As an example, here is code using some opt_settings for the shgo optimizer:
# Source of example: https://stefan-endres.github.io/shgo/
import numpy as np
import openmdao.api as om
size = 3 # size of the design variable
def rastrigin(x):
a = 10 # constant
return np.sum(np.square(x) - a * np.cos(2 * np.pi * x)) + a * np.size(x)
class Rastrigin(om.ExplicitComponent):
def setup(self):
self.add_input('x', np.ones(size))
self.add_output('f', 0.0)
self.declare_partials(of='f', wrt='x', method='cs')
def compute(self, inputs, outputs, discrete_inputs=None, discrete_outputs=None):
x = inputs['x']
outputs['f'] = rastrigin(x)
prob = om.Problem()
model = prob.model
model.add_subsystem('rastrigin', Rastrigin(), promotes=['*'])
prob.driver = driver = om.ScipyOptimizeDriver()
driver.options['optimizer'] = 'shgo'
driver.options['disp'] = False
driver.opt_settings['maxtime'] = 10 # seconds
driver.opt_settings['iters'] = 3
driver.opt_settings['maxiter'] = None
model.add_design_var('x', lower=-5.12*np.ones(size), upper=5.12*np.ones(size))
model.add_objective('f')
prob.setup()
prob.set_val('x', 2*np.ones(size))
prob.run_driver()
/usr/share/miniconda/envs/test/lib/python3.11/site-packages/openmdao/core/total_jac.py:1728: DerivativesWarning:Constraints or objectives [('f', inds=[0])] cannot be impacted by the design variables of the problem.

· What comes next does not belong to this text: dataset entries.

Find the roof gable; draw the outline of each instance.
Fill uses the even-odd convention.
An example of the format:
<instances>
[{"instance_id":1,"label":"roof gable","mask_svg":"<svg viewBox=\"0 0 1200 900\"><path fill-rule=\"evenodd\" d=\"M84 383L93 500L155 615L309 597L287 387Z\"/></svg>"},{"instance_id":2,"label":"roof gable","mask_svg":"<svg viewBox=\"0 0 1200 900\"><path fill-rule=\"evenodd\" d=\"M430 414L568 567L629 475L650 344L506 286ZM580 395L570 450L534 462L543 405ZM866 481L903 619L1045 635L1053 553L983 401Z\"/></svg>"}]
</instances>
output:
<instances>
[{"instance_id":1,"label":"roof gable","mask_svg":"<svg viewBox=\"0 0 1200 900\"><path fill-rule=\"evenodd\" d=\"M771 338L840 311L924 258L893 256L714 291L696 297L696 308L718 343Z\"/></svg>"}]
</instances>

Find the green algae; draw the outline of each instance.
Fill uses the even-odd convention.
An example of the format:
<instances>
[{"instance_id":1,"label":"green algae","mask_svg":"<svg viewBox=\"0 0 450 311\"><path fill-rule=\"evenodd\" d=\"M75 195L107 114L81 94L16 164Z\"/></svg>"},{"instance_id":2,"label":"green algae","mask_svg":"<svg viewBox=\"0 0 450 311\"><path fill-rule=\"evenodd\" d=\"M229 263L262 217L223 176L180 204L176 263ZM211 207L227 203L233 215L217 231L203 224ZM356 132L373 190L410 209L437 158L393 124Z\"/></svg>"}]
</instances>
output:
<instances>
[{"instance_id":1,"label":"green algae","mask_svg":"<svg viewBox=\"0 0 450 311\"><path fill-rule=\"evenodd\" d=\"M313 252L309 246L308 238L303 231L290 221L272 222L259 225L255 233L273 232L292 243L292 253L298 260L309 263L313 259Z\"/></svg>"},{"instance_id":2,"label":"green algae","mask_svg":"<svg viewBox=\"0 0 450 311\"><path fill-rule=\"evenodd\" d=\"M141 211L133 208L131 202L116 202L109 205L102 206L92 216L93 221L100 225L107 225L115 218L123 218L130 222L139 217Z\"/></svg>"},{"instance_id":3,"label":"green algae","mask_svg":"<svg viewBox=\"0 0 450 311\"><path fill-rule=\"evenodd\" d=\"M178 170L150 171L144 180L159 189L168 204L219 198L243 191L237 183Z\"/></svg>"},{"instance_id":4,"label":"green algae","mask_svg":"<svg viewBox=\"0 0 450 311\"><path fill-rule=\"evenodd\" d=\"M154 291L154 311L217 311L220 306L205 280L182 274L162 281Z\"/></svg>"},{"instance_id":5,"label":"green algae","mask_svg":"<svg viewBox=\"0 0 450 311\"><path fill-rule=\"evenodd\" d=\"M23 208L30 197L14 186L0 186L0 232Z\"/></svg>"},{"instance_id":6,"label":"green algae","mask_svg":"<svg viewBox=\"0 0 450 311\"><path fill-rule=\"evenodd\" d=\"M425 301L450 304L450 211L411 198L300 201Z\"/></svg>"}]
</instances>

/usr/share/miniconda/envs/test/lib/python3.11/site-packages/openmdao/core/total_jac.py:1754: DerivativesWarning:Design variables [('x', inds=[0, 1, 2])] have no impact on the constraints or objective.
Problem: problem5
Driver: ScipyOptimizeDriver
success : True
iterations : 50
runtime : 2.5171E-02 s
model_evals : 50
model_time : 3.4392E-03 s
deriv_evals : 15
deriv_time : 4.6534E-03 s
exit_status : SUCCESS
print(prob.get_val('x'))
[0. 0. 0.]
print(prob.get_val('f'))
[0.]
Notice that when using the shgo optimizer, setting the opt_settings[‘maxiter’] to None overrides ScipyOptimizeDriver’s options[‘maxiter’] value. It is not possible to set options[‘maxiter’] to anything other than an integer so the opt_settings[‘maxiter’] option provides a way to set the maxiter value for the shgo optimizer to None.